"Chaque automne, le gouvernement redécouvre la crise du logement" : au Sénat, l’exaspération monte
Lors d’un débat consacré à la crise du logement, mardi 4 novembre au Sénat, le ministre Vincent Jeanbrun a rappelé sa volonté de construire un grand plan d’urgence, sans parvenir à dissiper les doutes sur la volonté politique d’en finir avec un cycle de promesses non tenues.
© Capture vidéo Sénat/ Lucien Stanzione
Le Sénat, habituellement temple de la mesure, a résonné ce mardi des accents d’un cri d’alarme unanime. La Chambre haute a mis la crise du logement au centre du débat, fustigeant une crise sans précédent. "Comment répondre à la crise du logement ? Voilà un beau sujet !", s’est exclamé Lucien Stanzione, sénateur socialiste du Vaucluse. "La question est si souvent posée qu’elle en devient presque une tradition républicaine. Les réponses existent pourtant, ce ne sont pas les idées qui manquent mais, dirons-nous, l’envie de les entendre."

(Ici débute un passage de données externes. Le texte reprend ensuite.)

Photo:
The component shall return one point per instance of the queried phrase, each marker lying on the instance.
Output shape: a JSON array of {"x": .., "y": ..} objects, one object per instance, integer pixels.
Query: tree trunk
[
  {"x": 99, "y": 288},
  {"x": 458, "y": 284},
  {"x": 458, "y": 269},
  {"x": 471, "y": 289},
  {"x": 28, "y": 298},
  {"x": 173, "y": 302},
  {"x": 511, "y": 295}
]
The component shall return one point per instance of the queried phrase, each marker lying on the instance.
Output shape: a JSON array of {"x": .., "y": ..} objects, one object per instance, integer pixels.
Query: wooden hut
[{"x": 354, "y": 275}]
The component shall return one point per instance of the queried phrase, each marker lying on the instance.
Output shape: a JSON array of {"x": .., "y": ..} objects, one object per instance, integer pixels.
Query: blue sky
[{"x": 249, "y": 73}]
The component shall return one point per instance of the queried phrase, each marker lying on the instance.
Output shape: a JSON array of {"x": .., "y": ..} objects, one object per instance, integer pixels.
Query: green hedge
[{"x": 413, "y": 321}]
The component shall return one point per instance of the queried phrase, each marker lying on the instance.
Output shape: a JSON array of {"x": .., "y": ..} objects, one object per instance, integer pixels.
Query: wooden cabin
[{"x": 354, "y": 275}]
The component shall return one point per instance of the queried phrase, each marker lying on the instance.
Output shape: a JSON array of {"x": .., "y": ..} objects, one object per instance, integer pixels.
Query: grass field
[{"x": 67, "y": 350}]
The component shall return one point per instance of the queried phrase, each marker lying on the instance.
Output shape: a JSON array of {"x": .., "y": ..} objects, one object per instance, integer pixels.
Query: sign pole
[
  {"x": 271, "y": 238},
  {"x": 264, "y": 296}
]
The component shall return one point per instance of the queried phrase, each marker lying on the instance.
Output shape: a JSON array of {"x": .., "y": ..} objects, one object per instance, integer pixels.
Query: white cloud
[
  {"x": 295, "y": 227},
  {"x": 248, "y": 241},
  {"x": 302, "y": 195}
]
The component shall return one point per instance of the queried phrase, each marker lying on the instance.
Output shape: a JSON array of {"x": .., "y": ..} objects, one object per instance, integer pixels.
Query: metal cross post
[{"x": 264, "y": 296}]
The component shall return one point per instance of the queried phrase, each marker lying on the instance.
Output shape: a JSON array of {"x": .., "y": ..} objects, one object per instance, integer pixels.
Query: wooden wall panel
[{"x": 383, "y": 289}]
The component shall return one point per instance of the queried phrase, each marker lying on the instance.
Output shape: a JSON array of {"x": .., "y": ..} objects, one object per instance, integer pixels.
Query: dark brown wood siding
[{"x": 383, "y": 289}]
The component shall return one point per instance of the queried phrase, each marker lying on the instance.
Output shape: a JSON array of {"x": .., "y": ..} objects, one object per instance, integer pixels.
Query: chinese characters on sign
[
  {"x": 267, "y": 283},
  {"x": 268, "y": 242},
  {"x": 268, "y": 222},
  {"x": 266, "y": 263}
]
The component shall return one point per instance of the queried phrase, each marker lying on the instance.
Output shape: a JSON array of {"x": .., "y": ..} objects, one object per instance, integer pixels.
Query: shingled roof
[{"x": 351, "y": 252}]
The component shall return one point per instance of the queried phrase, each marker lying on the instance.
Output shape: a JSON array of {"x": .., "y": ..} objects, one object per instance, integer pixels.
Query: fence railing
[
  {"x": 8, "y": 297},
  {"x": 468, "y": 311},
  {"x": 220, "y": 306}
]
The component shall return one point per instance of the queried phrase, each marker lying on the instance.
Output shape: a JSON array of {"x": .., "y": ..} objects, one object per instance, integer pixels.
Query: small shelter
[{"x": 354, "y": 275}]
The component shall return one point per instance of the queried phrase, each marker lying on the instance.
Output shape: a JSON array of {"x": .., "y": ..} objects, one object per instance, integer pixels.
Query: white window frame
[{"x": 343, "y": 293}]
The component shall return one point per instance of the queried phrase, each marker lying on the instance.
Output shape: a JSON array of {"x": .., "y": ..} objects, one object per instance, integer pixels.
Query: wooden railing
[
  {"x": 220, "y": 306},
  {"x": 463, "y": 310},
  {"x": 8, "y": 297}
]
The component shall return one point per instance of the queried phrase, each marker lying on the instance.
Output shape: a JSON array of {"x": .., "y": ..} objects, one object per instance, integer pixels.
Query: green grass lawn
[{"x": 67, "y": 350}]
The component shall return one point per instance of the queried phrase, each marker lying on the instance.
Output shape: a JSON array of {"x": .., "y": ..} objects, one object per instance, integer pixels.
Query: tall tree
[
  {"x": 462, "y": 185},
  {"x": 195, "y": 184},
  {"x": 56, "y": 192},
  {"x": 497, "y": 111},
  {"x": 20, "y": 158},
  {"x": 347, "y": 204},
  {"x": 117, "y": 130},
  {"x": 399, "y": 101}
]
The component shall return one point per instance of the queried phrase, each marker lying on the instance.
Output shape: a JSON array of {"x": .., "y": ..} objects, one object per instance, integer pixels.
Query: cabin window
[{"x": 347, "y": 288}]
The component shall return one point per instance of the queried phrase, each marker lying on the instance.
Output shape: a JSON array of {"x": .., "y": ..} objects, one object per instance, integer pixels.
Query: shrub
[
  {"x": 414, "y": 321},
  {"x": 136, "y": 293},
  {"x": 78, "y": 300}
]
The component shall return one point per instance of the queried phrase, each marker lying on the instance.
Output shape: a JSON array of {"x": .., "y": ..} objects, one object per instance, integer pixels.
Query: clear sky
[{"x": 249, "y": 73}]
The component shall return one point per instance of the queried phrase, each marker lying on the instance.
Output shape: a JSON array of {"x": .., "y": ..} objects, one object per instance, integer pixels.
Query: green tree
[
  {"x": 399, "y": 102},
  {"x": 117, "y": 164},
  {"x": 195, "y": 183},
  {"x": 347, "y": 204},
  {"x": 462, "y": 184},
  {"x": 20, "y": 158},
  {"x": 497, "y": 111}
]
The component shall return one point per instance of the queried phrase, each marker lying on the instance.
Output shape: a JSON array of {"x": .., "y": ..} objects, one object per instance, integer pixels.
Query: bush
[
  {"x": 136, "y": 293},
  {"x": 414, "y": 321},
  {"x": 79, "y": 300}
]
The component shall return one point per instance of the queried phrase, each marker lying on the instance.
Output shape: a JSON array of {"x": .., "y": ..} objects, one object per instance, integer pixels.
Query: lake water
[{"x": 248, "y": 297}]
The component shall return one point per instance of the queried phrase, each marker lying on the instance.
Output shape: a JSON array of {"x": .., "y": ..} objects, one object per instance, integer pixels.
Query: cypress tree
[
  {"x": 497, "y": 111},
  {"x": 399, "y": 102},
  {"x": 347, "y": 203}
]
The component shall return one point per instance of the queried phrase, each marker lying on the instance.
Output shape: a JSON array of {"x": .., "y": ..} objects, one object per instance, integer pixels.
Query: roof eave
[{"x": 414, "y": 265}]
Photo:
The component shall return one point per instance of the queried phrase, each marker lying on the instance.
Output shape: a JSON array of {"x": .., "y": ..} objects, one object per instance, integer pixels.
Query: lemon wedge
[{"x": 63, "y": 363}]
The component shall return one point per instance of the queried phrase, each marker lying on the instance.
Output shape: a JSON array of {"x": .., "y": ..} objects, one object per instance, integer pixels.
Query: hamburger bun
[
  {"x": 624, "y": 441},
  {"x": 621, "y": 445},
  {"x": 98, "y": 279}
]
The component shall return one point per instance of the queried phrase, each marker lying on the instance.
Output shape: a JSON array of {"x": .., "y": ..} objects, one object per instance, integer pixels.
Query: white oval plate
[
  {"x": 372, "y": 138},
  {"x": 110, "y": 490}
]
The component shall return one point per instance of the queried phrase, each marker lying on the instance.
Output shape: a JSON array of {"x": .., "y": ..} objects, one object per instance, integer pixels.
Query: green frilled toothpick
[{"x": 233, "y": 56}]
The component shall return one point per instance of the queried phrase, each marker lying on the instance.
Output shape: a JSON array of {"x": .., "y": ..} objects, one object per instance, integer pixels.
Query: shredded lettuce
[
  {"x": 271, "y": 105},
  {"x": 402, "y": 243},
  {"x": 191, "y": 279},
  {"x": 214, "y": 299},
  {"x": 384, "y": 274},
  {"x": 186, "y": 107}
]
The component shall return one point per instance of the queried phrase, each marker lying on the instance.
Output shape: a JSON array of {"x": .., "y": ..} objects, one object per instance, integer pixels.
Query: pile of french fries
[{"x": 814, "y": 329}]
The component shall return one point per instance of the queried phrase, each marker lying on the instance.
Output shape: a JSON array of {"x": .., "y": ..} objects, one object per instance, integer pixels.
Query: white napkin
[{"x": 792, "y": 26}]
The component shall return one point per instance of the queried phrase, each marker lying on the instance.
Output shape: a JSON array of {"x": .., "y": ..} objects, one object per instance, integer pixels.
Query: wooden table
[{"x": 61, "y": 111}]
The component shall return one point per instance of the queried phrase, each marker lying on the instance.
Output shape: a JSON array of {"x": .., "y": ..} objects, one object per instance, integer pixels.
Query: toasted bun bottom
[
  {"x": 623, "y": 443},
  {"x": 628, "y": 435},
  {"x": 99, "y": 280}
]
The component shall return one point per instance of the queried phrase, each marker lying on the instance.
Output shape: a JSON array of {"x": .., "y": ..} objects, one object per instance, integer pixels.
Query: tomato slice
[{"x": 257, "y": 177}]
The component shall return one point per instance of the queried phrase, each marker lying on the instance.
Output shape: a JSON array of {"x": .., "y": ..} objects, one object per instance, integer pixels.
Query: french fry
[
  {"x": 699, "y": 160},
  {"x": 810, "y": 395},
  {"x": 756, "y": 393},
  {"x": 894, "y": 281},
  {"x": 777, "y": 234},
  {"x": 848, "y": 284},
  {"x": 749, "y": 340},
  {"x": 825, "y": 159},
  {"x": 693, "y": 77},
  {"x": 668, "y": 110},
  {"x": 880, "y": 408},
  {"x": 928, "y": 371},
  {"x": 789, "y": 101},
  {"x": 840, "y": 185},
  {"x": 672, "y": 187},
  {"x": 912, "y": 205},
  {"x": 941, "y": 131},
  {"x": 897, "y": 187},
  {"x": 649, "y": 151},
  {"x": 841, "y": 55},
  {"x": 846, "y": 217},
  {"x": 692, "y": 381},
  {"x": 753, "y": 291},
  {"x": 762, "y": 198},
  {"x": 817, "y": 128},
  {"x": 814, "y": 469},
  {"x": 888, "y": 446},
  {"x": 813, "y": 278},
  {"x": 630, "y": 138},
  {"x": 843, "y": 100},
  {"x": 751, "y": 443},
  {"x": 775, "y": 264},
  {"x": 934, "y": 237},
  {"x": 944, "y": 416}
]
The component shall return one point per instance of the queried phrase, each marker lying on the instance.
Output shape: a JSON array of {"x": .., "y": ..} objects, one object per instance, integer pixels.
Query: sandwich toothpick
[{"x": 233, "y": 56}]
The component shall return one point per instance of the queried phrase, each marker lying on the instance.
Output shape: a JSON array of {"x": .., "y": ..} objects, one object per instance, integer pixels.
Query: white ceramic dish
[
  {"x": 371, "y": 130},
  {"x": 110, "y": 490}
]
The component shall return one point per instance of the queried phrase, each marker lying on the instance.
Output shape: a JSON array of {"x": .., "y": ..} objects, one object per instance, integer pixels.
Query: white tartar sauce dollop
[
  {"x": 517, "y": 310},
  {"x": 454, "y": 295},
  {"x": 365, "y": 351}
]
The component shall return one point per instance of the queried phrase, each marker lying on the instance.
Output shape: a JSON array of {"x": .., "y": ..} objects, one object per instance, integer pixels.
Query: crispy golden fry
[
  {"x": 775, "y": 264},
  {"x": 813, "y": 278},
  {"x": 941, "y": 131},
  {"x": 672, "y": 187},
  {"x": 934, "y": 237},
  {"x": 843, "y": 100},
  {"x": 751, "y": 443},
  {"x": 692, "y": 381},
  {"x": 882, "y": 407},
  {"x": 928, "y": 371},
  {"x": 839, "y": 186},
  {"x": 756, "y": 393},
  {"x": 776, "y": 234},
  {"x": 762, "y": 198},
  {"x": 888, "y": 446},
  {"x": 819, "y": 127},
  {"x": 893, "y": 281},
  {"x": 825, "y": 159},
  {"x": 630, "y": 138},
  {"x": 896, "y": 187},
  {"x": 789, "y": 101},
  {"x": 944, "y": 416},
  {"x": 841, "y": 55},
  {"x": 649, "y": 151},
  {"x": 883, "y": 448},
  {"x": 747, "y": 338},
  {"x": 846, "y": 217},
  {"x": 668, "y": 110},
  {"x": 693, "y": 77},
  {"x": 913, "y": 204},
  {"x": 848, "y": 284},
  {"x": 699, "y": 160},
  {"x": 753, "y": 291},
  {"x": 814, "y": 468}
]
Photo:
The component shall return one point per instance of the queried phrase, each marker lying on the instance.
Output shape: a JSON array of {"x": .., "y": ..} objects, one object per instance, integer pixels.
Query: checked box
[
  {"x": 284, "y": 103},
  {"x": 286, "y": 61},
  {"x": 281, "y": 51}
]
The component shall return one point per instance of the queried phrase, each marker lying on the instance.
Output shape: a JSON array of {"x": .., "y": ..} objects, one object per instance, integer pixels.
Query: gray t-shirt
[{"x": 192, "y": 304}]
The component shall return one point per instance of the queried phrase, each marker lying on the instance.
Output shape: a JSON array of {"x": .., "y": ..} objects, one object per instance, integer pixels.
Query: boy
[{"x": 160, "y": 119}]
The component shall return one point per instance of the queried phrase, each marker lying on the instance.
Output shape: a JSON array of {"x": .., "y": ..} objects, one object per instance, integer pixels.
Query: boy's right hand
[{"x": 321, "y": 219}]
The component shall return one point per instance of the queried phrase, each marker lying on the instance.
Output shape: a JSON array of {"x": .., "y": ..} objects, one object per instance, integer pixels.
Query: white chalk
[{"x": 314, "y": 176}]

Les orateurs, de Dominique Estrosi Sassone (LR) à Viviane Artigalas (SER) et Amel Gacquerre (UC), ont rappelé la gravité de la situation : plus d'un Français sur deux déclare avoir des difficultés à se loger ; 2,8 à 3 millions de ménages sont en attente d'un logement social ; et la construction neuve est à son plus bas niveau depuis 20 ans.
"Dans mon département, la crise n’a rien d’un concept économique. Elle se voit, elle se vit. Les familles attendent des années un logement social, les maires s’épuisent à relancer des projets qui n’aboutissent pas. En région Paca, plus de 10.000 nouvelles demandes de logement ont été déposées ces 6 derniers mois, soit 5% de hausse. On appelle cela une tension de marché ? Sur le terrain, c’est une détresse !", a déclaré Lucien Stanzione.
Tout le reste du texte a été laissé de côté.